On y découvrirait alors que Michel Martin, le grand argentier de la métropole et de la capitale régionale, a toujours été soutenu par Serge Grouard, notamment quand ce dernier était élu à la stratégie métropolitaine. Un poste dont on devine difficilement les contours, sachant qu’à cette période, Oliver Carré était à la fois maire d’Orléans et patron de la métropole. Donc en mesure de faire le lien entre la métropole et la ville métropole…
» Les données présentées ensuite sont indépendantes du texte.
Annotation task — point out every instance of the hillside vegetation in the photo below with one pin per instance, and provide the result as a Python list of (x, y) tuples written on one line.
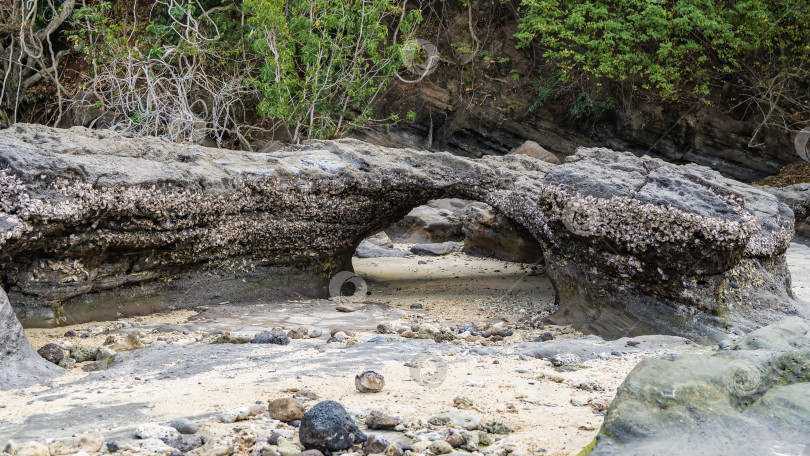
[(292, 70)]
Cependant, avec cet imprécis maroquin, M. Grouard avait l’ensemble des cartes en mains pour suivre les dépenses engagées au cours des dernières années. « Grouard savait, par exemple, qu’il aurait fallu mettre en place les économies substantielles liées à la mutualisation des services », explique un cadre métropolitain. « Au contraire, de nouvelles dépenses ont vu le jour, comme celle du choix curieux de bus thermiques, alors que des bus électriques auraient coûté, à terme, bien moins cher à la collectivité ».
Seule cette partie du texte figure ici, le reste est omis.